3.13 Vehicle age vs Selling Price¶

In [65]:
plt.subplots(figsize=(20,8))
sns.lineplot(x=dataset['vehicle_age'],y=dataset['selling_price'], color='green')
plt.ylabel('Selling_price', fontsize=15, fontweight='bold')
plt.xlabel('vehicle_age', fontsize=15, fontweight='bold')
plt.title('Vehicle Age vs Selling Price', fontsize=15, fontweight='bold')
plt.ylim(0,4000000)
plt.show()

Observation¶

  1. As the vehicle age increases the selling price of vehicles decreases.
  2. The exception is for cars having age between 22 to 25 years.

3.14 Vehicle age vs Mileage¶

In [66]:
plt.subplots(figsize=(20,8))
sns.lineplot(x=dataset['vehicle_age'],y=dataset['mileage'], color='green')
plt.ylabel('Mileage', fontsize=15, fontweight='bold')
plt.xlabel('vehicle_age', fontsize=15, fontweight='bold')
plt.title('Vehicle Age vs Mileage', fontsize=15, fontweight='bold')
plt.show()

Observation¶

  1. As the vehicle age increases the Average mileage decreases.

3.15 Distribution of Numerical Features¶

In [67]:
### Checking distribution of numerical features

for feature in numerical_features:
    plt.figure(figsize=(15,6))
    plt.subplot(121)
    sns.histplot(data=dataset, x=feature, kde=True, bins=30)
    plt.title("{}'s distribution".format(feature),fontweight="bold", fontsize=15)
    
    plt.subplot(122)
    stats.probplot(dataset[feature], dist='norm', plot=plt)
    plt.title("{}'s Q-Q Plot".format(feature),fontweight="bold", fontsize=15)
    plt.show();

Observation¶

  1. Vehicle age, Km Driven, Engine, max_power and selling price have right skewed distribution.
  2. Mileage has close to normal distribution just a little bit right skewness is present.
  3. Seat is a discreate feature.

3.16 Outliers in Numerical Features¶

In [69]:
### Checking outliers in numerical features

plt.figure(figsize=(20,25))
for feature in enumerate(numerical_features):
    plt.subplot(4, 2, feature[0]+1)
    sns.set(rc={'figure.figsize':(10,6)})
    sns.boxplot(data=dataset, x=feature[1], color='pink')
    plt.title("{}".format(feature[1]), fontweight="bold", fontsize=15)

Observation¶

  1. Km driven, Max Power and Selling price has large no. of outliers on upper limit side.
  2. Vehicle age and engine have less outliers as compared to above features.
  3. Mileage has outliers on both sides.

3.17 Regplot for Numerical features vs Dependent feature¶

In [49]:
### plotting regplot for features vs dependent feature
plt.figure(figsize=(20,25))
for feature in enumerate([feature for feature in numerical_features if feature not in ['selling_price']]):
    plt.subplot(3, 2, feature[0]+1)
    sns.set(rc={'figure.figsize':(8,8)})
    sns.regplot(data=dataset, x=feature[1], y='selling_price')
    plt.xlabel(feature[1])
    plt.ylabel("Selling Price")
    plt.title("{} Vs Selling Price".format(feature[1]), fontweight='bold', fontsize=15)
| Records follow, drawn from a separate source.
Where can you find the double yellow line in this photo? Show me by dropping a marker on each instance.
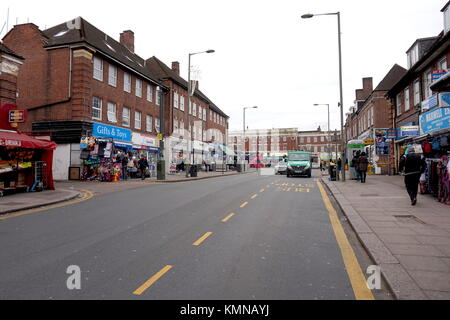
(86, 196)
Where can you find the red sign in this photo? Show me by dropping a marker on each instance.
(17, 116)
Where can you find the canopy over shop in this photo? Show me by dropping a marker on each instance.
(25, 162)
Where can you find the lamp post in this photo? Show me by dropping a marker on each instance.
(329, 136)
(338, 14)
(245, 148)
(191, 93)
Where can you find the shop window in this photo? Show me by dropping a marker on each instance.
(96, 108)
(126, 117)
(112, 112)
(137, 120)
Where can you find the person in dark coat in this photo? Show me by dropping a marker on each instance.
(412, 166)
(143, 165)
(363, 164)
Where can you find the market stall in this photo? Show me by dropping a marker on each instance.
(25, 163)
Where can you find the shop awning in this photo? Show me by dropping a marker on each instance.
(20, 140)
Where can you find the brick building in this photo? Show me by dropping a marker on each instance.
(413, 97)
(371, 115)
(78, 81)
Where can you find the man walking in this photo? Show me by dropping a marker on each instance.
(412, 165)
(143, 165)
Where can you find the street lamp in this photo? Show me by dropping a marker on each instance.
(329, 137)
(245, 148)
(191, 93)
(308, 16)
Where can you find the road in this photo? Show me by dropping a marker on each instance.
(239, 237)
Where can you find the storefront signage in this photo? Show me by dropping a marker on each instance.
(105, 131)
(444, 99)
(431, 102)
(435, 120)
(392, 134)
(17, 116)
(407, 131)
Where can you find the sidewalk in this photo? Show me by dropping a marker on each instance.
(24, 201)
(410, 244)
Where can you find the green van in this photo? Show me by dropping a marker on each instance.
(299, 164)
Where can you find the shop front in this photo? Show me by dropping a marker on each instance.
(102, 153)
(25, 163)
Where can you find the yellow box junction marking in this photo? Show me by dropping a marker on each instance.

3.18 Correlation between Numerical Features and Dependent Feature¶

In [72]:
corr=round(dataset[numerical_features].corr(),2)
corr
Out[72]:
vehicle_age km_driven mileage engine max_power seats selling_price
vehicle_age 1.00 0.33 -0.26 0.10 0.00 0.03 -0.24
km_driven 0.33 1.00 -0.10 0.19 0.04 0.19 -0.08
mileage -0.26 -0.10 1.00 -0.63 -0.53 -0.44 -0.31
engine 0.10 0.19 -0.63 1.00 0.81 0.55 0.59
max_power 0.00 0.04 -0.53 0.81 1.00 0.17 0.75
seats 0.03 0.19 -0.44 0.55 0.17 1.00 0.12
selling_price -0.24 -0.08 -0.31 0.59 0.75 0.12 1.00
In [75]:
### Plotting heatmap for visualising the correlation between features
sns.set(rc={'figure.figsize':(12,7)})
sns.heatmap(data=corr, annot=True,  vmin=-1, vmax=1, cmap="YlGnBu")
Out[75]:
<AxesSubplot:>

Observation¶

  1. Selling Price has negative correlation with vehicle age, Km driven, and Mileage.
  2. Engine and Max power have moderate correlation with Selling Price.
  3. Max Power and engine have high correlation.
  4. Km Driven, Vehicle age and Seats have very less correlation with selling price.